『放置児しおりシリーズ』 山野しらす著 Kindle

 全17話

 

あなたのまわりに「放置子」はいますか?
迷惑な存在として扱われがちな放置子。本作は、そんな放置子視点のお話です。

・夏休みは早朝から友人宅に無理やり預けられる
・パチンコ屋の駐車場に一人で放置される
・宗教施設に預けられる
・スーパーのフードコートで朝から夜まで過ごす
・わずなかお金を渡され「適当に時間をつぶしてこい」と町に放り出される

家に居場所がなく、幼いうちから危険と隣り合わせの毎日を送っていた「田中しおり」。
彼女の母親は不倫に明け暮れ、娘の面倒は二の次という生活を送っていた。

そんな彼女が恩師との奇跡的な出会いを経て成長していく物語です。

初めての作家さんです。

物語とはいえ、読んでいて悲しくなります。

母親の勝手な都合で家にいることもできず、一人で外に放置されてしまう。

父親も無関心で寄り添ってはくれない。

それどころか、女性には学問は必要ないとまで言ってしまう。

 

ここまで極端な事はないと信じたいけれど、現実はもっと厳しいのかもしれない。

彼女のように勉強や社会のルールを教えてくれる大人に出会わない子もいるかもしれない。
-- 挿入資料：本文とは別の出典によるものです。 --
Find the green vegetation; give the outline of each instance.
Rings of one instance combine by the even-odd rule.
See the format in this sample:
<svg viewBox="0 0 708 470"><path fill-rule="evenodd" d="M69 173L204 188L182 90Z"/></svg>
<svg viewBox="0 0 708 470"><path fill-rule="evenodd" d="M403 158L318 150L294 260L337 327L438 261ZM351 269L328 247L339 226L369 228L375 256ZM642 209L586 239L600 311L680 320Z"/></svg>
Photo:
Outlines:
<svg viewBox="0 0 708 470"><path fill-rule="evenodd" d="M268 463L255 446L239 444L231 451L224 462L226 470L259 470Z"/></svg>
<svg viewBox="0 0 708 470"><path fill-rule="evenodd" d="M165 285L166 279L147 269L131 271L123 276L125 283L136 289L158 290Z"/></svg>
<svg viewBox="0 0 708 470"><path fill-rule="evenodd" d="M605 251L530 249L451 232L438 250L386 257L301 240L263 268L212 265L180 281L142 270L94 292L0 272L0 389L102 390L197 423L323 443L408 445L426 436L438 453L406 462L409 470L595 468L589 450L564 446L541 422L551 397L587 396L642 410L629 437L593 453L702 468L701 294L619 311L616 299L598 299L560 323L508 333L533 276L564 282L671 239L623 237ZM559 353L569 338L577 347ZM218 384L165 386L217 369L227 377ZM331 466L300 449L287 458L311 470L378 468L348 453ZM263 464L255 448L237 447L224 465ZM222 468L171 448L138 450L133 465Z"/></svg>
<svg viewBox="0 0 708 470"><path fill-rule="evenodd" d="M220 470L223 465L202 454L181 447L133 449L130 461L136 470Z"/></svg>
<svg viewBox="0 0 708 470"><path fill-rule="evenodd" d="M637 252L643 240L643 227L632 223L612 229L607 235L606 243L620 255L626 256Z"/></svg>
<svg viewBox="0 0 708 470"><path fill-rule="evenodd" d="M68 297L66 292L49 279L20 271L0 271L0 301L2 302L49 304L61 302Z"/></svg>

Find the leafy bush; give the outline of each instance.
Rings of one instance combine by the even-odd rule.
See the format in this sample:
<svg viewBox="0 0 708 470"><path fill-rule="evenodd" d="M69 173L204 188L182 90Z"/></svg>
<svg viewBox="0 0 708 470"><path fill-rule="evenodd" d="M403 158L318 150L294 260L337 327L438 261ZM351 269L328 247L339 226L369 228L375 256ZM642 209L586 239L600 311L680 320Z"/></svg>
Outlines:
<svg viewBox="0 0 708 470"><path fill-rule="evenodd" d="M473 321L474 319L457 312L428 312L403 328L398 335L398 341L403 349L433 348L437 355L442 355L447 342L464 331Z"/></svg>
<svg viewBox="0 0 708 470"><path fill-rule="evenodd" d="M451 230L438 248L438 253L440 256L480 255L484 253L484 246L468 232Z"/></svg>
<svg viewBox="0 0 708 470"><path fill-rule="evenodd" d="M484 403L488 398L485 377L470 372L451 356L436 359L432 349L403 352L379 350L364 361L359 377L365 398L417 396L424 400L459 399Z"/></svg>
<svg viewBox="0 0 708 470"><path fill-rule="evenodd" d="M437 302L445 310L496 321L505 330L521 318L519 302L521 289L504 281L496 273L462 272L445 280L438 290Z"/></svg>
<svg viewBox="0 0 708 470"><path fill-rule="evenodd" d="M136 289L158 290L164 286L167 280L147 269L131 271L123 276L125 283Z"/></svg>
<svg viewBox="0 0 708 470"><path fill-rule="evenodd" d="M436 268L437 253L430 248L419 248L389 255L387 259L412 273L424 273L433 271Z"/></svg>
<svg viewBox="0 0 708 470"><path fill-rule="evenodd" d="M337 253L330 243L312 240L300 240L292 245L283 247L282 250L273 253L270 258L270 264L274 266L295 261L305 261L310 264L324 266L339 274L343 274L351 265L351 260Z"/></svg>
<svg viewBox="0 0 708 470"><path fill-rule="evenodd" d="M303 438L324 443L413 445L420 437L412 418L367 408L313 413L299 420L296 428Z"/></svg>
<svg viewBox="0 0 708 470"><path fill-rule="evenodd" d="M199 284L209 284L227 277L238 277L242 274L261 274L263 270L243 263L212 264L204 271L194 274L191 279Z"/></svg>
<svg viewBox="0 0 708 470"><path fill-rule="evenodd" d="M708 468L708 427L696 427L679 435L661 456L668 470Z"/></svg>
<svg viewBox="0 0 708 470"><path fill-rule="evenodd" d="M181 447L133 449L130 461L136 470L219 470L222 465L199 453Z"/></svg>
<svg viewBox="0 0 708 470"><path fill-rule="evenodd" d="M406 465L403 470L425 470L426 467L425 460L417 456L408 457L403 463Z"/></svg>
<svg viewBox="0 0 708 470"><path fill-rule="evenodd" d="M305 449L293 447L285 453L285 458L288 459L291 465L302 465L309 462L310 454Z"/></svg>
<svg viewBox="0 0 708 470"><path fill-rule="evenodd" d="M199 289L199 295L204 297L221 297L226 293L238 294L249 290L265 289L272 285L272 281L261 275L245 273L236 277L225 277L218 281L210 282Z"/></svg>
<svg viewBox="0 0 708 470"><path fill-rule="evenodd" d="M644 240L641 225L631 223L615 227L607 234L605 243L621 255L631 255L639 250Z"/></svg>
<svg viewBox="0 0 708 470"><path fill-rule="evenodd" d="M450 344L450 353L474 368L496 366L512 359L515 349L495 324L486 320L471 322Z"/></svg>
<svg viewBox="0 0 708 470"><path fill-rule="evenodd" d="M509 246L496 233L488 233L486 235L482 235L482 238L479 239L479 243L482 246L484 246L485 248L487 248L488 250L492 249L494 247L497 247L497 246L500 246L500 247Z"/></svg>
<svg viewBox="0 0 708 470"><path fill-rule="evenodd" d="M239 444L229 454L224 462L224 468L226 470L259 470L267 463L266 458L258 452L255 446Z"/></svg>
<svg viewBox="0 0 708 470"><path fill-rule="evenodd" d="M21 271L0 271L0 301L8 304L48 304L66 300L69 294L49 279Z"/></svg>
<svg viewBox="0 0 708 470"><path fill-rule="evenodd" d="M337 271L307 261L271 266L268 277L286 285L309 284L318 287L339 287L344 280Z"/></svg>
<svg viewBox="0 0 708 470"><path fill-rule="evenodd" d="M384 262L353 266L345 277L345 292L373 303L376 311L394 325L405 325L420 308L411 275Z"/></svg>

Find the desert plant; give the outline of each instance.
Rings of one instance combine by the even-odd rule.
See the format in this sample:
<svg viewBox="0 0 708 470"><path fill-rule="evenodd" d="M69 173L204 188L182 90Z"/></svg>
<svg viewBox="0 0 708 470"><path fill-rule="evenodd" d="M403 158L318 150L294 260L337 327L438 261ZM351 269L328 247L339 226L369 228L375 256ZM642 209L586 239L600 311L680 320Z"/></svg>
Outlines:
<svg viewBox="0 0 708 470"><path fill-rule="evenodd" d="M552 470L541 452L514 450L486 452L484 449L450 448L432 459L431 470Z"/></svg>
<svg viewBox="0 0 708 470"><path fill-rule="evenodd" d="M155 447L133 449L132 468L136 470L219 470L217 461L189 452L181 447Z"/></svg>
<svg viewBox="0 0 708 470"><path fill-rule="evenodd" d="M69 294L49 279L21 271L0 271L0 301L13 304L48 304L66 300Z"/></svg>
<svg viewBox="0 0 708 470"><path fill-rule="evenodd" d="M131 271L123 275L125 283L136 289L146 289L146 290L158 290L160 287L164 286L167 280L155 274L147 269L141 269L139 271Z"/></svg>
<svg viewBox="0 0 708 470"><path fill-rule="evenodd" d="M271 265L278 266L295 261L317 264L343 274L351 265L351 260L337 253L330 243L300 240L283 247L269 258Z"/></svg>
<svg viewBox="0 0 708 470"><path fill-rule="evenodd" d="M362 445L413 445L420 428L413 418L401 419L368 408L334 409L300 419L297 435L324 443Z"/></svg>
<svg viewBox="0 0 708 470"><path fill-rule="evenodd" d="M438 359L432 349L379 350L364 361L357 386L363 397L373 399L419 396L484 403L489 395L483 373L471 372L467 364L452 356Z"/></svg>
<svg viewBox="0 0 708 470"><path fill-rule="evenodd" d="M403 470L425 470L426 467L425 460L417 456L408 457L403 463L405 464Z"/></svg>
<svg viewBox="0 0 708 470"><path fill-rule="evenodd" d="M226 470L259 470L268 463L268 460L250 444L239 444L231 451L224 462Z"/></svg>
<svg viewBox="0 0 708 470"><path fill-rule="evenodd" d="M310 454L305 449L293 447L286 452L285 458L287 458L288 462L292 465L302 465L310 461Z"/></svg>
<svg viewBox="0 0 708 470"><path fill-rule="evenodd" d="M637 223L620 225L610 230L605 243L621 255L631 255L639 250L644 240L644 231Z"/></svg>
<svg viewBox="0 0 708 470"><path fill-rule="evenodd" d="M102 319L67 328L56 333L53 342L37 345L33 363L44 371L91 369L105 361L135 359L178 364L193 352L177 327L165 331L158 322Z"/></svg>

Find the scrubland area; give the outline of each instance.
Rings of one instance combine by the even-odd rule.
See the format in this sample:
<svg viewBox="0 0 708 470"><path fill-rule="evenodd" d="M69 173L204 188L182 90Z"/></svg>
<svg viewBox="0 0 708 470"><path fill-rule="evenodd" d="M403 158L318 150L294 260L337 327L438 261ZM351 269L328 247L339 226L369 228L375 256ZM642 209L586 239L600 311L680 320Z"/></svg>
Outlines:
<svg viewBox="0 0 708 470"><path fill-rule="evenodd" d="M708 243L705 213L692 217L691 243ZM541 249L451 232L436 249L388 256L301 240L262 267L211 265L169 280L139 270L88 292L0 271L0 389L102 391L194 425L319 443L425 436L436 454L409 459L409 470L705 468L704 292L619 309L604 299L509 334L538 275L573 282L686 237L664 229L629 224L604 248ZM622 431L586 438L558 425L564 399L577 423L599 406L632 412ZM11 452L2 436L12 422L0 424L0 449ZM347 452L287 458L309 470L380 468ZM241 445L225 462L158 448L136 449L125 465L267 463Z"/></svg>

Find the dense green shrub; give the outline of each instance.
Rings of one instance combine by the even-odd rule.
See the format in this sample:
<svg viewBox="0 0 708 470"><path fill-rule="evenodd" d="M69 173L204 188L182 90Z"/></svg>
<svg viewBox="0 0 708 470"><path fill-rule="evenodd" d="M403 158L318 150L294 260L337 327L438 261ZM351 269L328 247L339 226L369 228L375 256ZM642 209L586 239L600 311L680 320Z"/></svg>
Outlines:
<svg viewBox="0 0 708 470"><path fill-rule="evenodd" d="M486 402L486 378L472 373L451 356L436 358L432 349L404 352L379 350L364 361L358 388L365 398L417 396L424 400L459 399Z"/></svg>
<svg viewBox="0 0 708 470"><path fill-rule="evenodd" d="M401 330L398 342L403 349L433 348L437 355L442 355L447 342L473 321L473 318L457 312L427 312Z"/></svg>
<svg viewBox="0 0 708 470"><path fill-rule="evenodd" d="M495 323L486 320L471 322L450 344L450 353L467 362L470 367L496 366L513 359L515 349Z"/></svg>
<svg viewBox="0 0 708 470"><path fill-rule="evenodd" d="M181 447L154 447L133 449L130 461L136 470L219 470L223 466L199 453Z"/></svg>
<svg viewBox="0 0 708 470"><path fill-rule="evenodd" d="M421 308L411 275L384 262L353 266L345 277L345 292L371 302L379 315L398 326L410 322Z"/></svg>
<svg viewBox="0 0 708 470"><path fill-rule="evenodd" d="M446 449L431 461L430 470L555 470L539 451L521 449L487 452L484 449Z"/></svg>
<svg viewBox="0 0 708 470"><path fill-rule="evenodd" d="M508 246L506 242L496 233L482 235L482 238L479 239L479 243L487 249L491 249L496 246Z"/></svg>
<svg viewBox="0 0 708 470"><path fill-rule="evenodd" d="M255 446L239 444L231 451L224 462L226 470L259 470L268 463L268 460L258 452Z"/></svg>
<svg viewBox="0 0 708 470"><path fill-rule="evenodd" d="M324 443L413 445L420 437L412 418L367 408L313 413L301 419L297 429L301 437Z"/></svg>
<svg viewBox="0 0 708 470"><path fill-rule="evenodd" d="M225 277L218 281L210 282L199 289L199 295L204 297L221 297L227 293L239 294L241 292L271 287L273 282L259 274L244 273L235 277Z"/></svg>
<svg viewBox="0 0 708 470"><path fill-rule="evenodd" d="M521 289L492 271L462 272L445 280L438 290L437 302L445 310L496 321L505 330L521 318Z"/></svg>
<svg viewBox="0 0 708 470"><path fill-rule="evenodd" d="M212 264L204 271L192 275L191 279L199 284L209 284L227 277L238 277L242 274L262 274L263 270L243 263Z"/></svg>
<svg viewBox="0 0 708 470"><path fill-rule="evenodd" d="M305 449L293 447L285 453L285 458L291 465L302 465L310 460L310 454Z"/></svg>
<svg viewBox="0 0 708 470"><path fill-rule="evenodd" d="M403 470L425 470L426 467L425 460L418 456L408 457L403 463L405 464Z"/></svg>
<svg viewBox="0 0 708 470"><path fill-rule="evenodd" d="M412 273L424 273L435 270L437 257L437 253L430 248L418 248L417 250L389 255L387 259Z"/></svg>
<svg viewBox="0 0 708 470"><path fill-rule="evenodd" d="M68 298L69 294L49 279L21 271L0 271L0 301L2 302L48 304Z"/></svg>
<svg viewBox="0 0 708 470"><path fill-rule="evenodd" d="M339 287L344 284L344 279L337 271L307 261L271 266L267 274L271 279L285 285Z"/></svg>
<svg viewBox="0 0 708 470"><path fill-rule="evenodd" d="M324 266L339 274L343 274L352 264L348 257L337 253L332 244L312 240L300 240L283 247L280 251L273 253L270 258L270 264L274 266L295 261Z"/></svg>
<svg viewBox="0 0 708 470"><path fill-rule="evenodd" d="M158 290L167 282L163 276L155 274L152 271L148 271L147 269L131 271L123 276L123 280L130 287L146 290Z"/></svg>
家庭という本来一番温かく守られた場所が、そうではなくなってしまうなんて。

これをただのフィクションと捉えてはいけないのでしょう。

子どもたちが落ち着いて勉強ができて、遊べる居場所を、大人は作らなければいけないのだと再認識しました。

 

『新しいママは毒親でした』 あやかず著 Kindle

 全22話 

 

本好きの小学生マキは
パパの再婚で
新しいママと弟と暮らすことに。

4人で暮らす事になるが
パパの知らない所でマキは
ふたりからつらい仕打ちを受けるようになり‥。

初めての作家さんです。

広告で流れてきて興味を持ちました。

この物語は読んでいてとてもしんどかった反面、主人公の強さに救われました。

子連れ同士の再婚はこうなると難しいです。

もちろんとても素敵な家族になっている方々もいます。

 

でもこの主人公のように虐げられると辛いですね。

ただそんな彼女をしっかり支えてくれる存在に巡り会えます。

もう年齢から言っても、この支える方にならなければいけないのですよね。

大人の役割のような物でしょうか。

とても考えさせられる真面目に家族を扱ったお話でした。

 

『50歳、セカンドライフ模索中! 台湾にひとりで一か月住んでみた』

 おがたちえ著 大和書店 160p

 

もし、自分のために時間とお金を自由に使えるなら……?
50歳を迎え、ひとり息子も成人。
仕事・家事・育児のお母さん業で大忙しだった日々が少し落ち着いた頃、ふと思い出した長年の夢。
それは、大好きな台湾でひとり暮らしをしてみること!
25年通い続ける台湾は魅力がいっぱい。
安くておいしいごはんに、居心地のいい素敵なカフェ、自由で明るい現地の人々との交流。
憧れの台湾で暮らすとしたら、どんな生活になるのだろう?
未来の居場所を見つけるべく、台湾4都市を巡って、ひとり暮らしを体験してみた!

初めての作家さんです。

台湾の魅力がいっぱいの本です。

老後を海外でと考える人も多いですが、その参考になります。

何より文化が似ているところが住みやすそうです。

でも語学に難ありだと、完全には楽しめないかもしれませんね。

 

美味しい物がたくさんあって、見どころもあります。

そしてショートステイの方法も具体的に書かれていました。

ただ物価は上昇していますし、円安の影響で以前のようには暮らせなさそうです。

一杯のコーヒーも値上がりしているとか。

ここに書かれている実際の料金が懐かしくなってしまいそうです。

それほどまでに何もかも値上がりしています。

それでも海外でしばらく暮らしてみたいなと感じました。